La autofagia es un proceso catabólico altamente conservado en eucariotas, en el cual el citoplasma, incluyendo el exceso de orgánulos o aquellos deteriorados o aberrantes, son secuestrados en vesículas de doble membrana y liberados dentro del lisosoma/vacuola para su descomposición y eventual reciclado de las macromoléculas resultantes. Este proceso juega un papel esencial en la adaptación al ayuno y a las condiciones ambientales cambiantes, a la remodelación celular durante el desarrollo y acumulación de orgánulos alterados hipergeneradores de especies reactivas de oxígeno (ROS) en las células en envejecimiento.[1]
Durante la autofagia se forman, como se ha dicho, vesículas de doble membrana llamadas autofagosomas que capturan material citoplasmático y lo transportan hasta los compartimentos acídicos (vacuola en el caso de levaduras o lisosomas en el caso de células animales), donde son degradados por enzimas hidrolíticas.
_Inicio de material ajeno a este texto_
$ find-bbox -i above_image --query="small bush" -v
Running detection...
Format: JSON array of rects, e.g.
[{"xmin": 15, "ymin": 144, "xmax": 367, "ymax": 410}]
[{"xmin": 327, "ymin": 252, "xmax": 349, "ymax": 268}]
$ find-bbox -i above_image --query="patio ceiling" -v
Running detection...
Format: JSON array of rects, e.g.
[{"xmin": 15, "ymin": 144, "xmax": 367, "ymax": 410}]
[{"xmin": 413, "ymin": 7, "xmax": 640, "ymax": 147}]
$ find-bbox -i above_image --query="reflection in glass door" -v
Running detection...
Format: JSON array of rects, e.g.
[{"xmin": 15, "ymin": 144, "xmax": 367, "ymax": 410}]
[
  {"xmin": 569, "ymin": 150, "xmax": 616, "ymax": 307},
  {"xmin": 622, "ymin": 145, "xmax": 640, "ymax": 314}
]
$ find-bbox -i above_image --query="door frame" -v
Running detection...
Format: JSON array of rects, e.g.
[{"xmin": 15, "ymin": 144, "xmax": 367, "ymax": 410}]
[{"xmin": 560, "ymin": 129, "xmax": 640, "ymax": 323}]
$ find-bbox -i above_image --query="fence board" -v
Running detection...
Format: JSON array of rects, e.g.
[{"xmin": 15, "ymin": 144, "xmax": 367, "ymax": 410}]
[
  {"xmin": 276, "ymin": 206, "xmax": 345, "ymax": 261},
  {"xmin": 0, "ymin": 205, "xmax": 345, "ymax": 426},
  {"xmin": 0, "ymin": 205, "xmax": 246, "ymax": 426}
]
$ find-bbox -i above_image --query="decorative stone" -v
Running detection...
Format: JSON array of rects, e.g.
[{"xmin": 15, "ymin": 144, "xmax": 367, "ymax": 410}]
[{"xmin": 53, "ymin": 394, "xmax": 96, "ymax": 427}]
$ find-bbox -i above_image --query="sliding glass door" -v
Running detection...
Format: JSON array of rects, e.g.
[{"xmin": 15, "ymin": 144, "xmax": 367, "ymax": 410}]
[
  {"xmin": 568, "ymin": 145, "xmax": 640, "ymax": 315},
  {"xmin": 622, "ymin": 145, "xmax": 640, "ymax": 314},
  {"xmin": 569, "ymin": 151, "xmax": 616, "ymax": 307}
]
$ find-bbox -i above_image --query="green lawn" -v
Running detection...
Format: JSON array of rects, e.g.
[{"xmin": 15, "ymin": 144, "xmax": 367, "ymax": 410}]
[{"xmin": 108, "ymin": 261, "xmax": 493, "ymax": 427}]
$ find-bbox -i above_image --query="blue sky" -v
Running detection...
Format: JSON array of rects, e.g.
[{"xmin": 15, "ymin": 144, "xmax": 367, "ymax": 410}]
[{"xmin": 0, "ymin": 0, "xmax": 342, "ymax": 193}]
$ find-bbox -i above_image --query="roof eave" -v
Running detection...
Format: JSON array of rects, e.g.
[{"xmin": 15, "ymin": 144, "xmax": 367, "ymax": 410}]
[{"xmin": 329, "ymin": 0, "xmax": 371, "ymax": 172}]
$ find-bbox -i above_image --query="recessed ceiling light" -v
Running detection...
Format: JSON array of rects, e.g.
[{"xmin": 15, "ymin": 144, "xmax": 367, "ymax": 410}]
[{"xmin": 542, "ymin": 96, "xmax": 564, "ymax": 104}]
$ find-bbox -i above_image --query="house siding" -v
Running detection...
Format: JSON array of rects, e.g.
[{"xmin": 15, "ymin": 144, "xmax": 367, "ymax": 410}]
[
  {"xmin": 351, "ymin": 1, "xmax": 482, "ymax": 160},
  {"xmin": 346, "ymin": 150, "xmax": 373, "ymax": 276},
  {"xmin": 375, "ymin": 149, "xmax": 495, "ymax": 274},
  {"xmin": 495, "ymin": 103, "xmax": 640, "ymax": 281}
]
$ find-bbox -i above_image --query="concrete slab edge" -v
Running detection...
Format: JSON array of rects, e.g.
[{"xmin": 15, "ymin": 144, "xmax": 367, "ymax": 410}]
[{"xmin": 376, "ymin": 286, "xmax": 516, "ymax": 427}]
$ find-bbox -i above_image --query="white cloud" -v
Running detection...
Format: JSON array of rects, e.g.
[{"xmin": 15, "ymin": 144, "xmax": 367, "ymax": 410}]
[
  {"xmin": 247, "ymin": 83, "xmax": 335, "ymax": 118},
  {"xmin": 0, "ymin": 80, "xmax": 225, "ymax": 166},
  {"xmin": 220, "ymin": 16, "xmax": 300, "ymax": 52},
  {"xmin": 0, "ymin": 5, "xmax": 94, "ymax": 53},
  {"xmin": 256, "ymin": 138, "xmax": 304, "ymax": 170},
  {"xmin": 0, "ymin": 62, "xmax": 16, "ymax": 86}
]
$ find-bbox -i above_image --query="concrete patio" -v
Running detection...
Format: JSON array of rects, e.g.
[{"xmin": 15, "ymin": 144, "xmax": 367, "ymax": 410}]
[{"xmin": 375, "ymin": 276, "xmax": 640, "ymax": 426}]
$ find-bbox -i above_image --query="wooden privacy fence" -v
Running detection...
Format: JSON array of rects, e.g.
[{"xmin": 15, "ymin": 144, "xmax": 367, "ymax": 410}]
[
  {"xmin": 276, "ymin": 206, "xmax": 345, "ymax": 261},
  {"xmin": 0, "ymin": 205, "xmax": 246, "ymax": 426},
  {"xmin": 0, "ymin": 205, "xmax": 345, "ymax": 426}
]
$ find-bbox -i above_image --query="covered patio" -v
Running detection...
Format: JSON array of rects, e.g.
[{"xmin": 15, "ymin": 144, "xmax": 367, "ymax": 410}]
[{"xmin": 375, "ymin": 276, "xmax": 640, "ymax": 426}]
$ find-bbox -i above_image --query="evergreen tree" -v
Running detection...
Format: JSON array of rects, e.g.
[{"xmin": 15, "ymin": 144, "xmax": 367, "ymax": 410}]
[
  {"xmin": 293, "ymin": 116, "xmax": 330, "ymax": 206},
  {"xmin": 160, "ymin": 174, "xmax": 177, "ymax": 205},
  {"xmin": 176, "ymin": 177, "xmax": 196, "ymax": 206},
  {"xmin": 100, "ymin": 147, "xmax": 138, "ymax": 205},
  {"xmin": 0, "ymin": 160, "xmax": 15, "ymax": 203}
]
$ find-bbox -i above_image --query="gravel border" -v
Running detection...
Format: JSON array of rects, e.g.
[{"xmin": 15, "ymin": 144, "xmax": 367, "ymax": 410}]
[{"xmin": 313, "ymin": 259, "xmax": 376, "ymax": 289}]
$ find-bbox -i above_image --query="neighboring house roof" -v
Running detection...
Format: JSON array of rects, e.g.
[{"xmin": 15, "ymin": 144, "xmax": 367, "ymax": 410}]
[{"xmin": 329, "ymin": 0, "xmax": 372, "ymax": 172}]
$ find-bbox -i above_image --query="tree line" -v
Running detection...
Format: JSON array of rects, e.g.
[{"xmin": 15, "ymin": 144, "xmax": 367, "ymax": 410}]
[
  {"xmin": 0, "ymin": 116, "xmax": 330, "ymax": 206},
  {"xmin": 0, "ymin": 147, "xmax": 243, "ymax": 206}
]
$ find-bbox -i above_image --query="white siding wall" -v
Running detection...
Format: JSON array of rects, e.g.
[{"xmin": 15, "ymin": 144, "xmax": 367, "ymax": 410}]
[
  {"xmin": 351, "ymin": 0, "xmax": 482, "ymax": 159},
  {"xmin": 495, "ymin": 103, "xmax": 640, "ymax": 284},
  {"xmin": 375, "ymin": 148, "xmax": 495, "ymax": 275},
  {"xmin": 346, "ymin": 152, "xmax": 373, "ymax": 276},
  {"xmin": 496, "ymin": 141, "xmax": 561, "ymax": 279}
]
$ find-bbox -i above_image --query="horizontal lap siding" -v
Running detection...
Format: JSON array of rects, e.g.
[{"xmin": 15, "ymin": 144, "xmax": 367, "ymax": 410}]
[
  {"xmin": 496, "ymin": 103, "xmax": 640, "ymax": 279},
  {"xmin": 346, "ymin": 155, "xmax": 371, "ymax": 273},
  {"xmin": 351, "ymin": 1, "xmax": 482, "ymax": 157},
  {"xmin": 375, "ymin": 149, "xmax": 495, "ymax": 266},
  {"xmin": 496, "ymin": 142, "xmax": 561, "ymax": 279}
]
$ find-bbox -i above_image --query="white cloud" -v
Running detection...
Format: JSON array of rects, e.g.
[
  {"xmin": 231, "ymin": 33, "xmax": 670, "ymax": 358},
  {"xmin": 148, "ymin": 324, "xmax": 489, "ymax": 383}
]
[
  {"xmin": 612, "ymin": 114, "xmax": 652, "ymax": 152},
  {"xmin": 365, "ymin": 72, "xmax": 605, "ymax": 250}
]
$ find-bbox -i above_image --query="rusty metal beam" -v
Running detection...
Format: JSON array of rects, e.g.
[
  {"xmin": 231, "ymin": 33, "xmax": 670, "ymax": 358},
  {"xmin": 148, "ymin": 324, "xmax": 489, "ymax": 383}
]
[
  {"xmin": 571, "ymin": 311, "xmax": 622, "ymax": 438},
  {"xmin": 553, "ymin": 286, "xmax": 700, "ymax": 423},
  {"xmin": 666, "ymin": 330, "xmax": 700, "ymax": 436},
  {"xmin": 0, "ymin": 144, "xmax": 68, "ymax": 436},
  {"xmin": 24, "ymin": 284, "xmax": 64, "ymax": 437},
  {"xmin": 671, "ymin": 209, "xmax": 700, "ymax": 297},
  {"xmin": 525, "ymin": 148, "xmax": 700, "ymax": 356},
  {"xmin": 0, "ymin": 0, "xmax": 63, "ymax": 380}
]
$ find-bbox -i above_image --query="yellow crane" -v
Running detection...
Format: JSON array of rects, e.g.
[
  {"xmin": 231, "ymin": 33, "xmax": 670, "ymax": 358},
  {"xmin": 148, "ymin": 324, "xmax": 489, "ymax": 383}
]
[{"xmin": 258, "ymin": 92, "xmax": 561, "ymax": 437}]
Una vez que los autofagosomas se han fusionado con los lisosomas, las vesículas resultantes (ya de membrana simple) pasan a denominarse autolisosomas. En mamíferos, la autofagia es un evento constitutivo que regula crecimiento celular, desarrollo y homeostasis. Mientras que en levaduras, la autofagia es inducida bajo condiciones de estrés celular, tales como falta de nutrientes, incremento de temperatura o estrés oxidativo. Los estudios más recientes apuntan que la autofagia, además de constituir un proceso reparativo, está implicado en fenómenos de muerte celular. Estos fenómenos han sido denominados "procesos de muerte tipo II" (no apoptótica).
El término «autofagia» fue acuñado por el bioquímico belga Christian de Duve en 1963.[2] La investigación contemporánea arrancó en la década de 1990 con la identificación en levaduras de los genes relacionados con este proceso.[3][4][5][6][7] Uno de los investigadores, Yoshinori Ohsumi, recibió el Nobel de Medicina en 2016 por sus trabajos.[8]